Reducing Errors in Data Analysis
Recently a model vetter has pointed out to a mistake that I committed when developing one of the models. The mistake was not of methodological type, rather it was a simple overlook on my side when combining two separate data sources: the same fields in these two datasets were merged under different names in the combined dataset. As a result, I only used the values from one of the two fields in my subsequent analysis. Fortunately for me, the mistake did not affect the final results significantly. However, this situation made me think and forced me to the conclusion that it is of utmost importance to develop confidence in one’s technique when dealing with data.

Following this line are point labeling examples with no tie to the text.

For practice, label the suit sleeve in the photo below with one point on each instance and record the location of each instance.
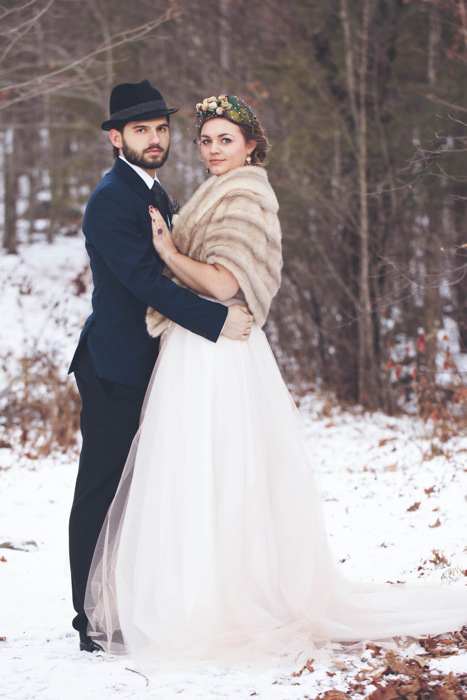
(130, 257)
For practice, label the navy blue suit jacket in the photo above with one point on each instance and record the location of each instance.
(127, 276)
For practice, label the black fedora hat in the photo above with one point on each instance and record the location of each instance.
(132, 101)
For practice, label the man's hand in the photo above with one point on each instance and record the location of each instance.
(238, 323)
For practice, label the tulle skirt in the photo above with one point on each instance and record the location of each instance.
(214, 547)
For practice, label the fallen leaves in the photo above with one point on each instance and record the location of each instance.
(385, 441)
(333, 695)
(414, 507)
(307, 667)
(19, 546)
(390, 468)
(436, 524)
(439, 558)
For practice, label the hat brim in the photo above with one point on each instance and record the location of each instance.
(154, 114)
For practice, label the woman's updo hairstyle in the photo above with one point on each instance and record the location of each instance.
(237, 111)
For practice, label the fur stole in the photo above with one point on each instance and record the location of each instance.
(232, 220)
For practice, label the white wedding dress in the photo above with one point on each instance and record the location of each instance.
(214, 547)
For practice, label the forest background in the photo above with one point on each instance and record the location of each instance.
(363, 104)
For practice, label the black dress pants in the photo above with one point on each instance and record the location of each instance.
(109, 421)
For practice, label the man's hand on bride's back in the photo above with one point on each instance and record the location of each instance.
(238, 324)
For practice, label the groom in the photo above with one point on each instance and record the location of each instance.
(115, 354)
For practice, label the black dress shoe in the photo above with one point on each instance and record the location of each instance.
(88, 644)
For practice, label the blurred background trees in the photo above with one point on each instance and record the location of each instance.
(363, 103)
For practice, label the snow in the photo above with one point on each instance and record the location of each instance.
(372, 469)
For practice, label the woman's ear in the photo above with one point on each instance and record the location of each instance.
(251, 145)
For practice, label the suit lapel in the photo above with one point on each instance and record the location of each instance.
(132, 179)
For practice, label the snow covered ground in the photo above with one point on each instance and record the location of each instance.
(394, 503)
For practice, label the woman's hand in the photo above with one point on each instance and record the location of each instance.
(161, 238)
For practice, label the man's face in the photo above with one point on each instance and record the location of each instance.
(144, 143)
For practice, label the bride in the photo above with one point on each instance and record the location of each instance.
(214, 546)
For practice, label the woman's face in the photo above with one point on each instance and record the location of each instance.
(223, 145)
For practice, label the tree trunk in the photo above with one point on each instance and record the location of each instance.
(368, 392)
(10, 153)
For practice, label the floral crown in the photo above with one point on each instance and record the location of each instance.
(229, 106)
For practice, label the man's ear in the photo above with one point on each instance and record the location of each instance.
(116, 138)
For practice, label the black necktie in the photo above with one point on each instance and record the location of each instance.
(160, 199)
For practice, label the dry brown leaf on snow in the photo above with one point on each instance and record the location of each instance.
(390, 468)
(307, 667)
(436, 524)
(413, 508)
(333, 695)
(385, 441)
(384, 693)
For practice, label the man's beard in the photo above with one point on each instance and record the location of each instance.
(144, 159)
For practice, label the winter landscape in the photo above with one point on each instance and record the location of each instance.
(364, 106)
(394, 497)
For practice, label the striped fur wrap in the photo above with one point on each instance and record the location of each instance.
(232, 220)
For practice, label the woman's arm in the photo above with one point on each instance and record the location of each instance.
(212, 280)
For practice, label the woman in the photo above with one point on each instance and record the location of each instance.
(214, 546)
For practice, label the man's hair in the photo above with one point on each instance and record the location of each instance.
(120, 126)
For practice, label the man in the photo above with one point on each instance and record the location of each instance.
(115, 354)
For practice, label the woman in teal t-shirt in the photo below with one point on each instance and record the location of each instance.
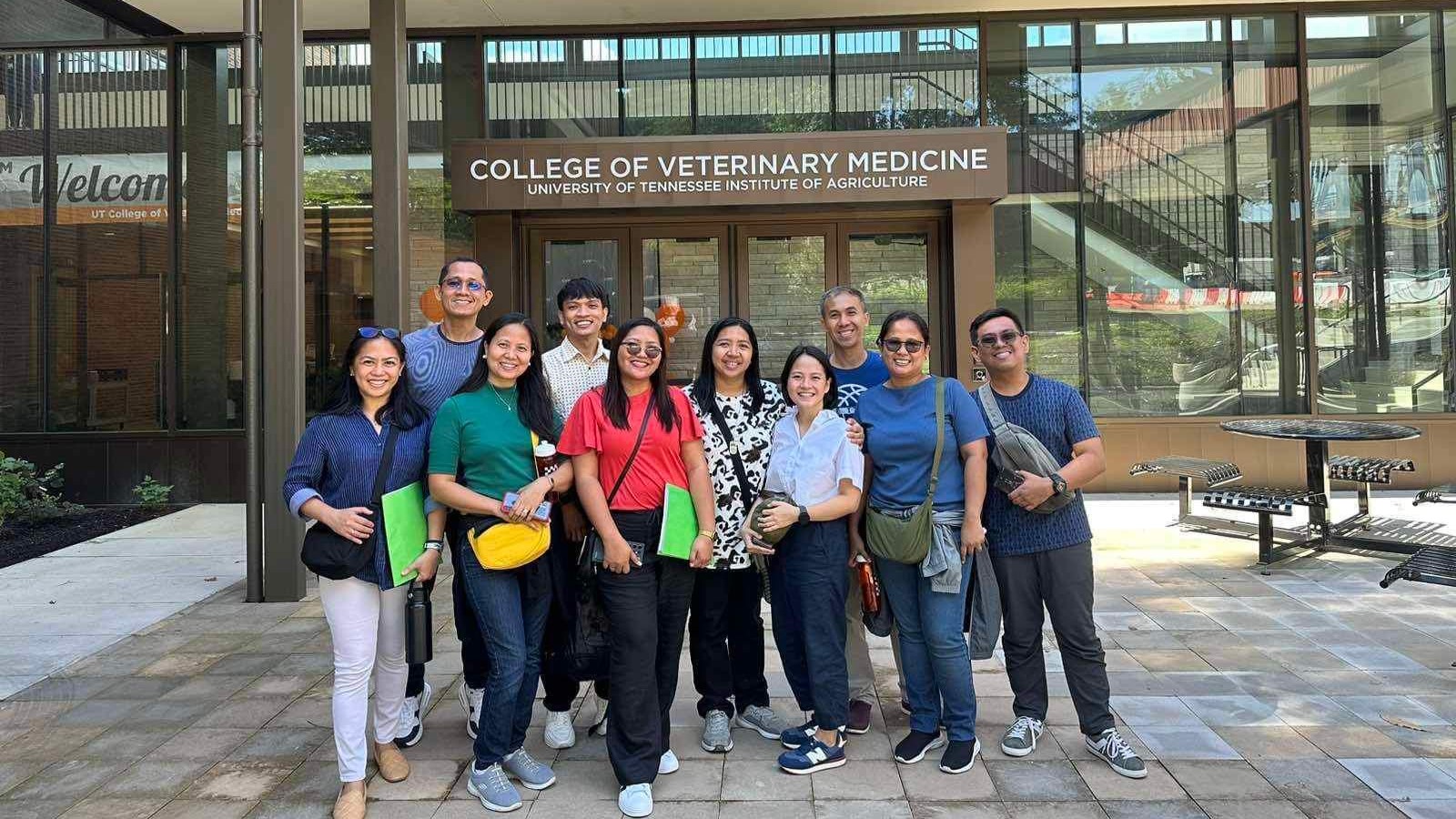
(480, 450)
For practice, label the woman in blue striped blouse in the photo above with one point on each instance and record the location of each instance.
(331, 481)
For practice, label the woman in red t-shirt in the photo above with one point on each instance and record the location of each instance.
(621, 484)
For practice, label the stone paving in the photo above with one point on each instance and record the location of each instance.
(1305, 693)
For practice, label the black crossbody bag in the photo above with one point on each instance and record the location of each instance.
(329, 554)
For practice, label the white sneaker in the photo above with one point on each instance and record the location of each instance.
(560, 732)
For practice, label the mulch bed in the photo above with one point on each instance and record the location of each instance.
(26, 540)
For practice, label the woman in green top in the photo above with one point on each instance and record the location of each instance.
(480, 450)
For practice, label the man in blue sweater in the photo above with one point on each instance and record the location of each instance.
(1046, 560)
(440, 359)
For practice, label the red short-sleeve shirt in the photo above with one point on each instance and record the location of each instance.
(660, 460)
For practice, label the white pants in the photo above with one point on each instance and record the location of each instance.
(368, 627)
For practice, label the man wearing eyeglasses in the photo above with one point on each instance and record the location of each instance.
(1046, 560)
(440, 359)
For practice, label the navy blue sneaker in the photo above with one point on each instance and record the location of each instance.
(814, 756)
(798, 736)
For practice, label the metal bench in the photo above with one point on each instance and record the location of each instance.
(1445, 493)
(1188, 470)
(1266, 501)
(1366, 471)
(1431, 564)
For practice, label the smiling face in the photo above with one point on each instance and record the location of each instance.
(640, 353)
(463, 290)
(509, 353)
(582, 318)
(807, 383)
(376, 368)
(844, 321)
(905, 361)
(1006, 350)
(733, 353)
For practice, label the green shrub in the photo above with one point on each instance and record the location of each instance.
(152, 493)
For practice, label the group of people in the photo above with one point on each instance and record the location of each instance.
(790, 480)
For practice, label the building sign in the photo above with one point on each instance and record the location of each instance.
(750, 169)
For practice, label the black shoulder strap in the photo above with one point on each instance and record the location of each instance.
(647, 419)
(382, 474)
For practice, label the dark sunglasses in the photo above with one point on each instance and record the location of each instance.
(633, 349)
(895, 344)
(1006, 337)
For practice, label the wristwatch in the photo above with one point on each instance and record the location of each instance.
(1059, 484)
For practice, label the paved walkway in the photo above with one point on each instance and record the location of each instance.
(1309, 693)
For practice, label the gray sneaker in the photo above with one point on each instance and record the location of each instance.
(717, 734)
(763, 720)
(1023, 734)
(492, 789)
(1111, 748)
(533, 774)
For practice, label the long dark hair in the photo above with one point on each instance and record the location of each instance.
(400, 409)
(705, 383)
(531, 394)
(615, 398)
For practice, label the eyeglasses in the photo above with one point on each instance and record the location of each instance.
(633, 349)
(472, 285)
(895, 344)
(1006, 337)
(376, 331)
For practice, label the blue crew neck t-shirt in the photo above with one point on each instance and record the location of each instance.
(856, 380)
(1057, 416)
(900, 440)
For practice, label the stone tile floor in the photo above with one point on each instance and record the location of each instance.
(1305, 693)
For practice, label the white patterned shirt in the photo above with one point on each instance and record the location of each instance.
(571, 375)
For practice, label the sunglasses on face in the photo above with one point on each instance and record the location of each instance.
(895, 344)
(633, 349)
(1006, 337)
(465, 285)
(376, 331)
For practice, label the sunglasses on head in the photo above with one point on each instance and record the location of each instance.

When working on a data science project, some common tasks, like performing left joins or defining variables, may seem trivial. However, in practice, it is all too common to make mistakes. For example, when doing a left join, one need to have a good idea on whether the join is actually one-to-one or not. Another example is defining a new variable as a sum of the other two variables. In SAS, the programming language that I commonly use at work, if one of the two variables is missing, the result of the summation will yield a missing value as well. For that reason, I believe that one should follow the following course of actions when working with data to minimize the amount of errors and increase one’s confidence in his or her work:
-
Think about what the result of any data manipulation should be before performing it. For example, if you define a new variable x as a + b you may theorize that it would not have missing values or be equal to 0.
-
Having performed the data manipulation, run a number of checks to verify the results of the operation against the expectations that you came up with in step 1. Try to make the tests as general as possible so that even if the data sources that you are currently using get modified or updated, the code that you wrote would still be applicable and will not result in costly mistakes.
-
If you spot any unexpected results, do not hesitate to investigate further and do not proceed until the issue has been successfully resolved. If you postpone solving the issue on the spot, there is a chance that you either forget about the issue or your subsequent analysis may no longer be valid. The latter issue is the more important the larger the project becomes as it becomes near impossible to predict the effects of subsequent error correction as it propagates through the program. Solutions usually revolve around double checking the preceding steps or even questioning the data sources used in the analysis.
I believe that performing the 3 steps outlined above should help improve the quality of the analysis and reduce the number of mistakes. While it may be time consuming at first, over time it should become a habit and the benefits will outweigh the cons.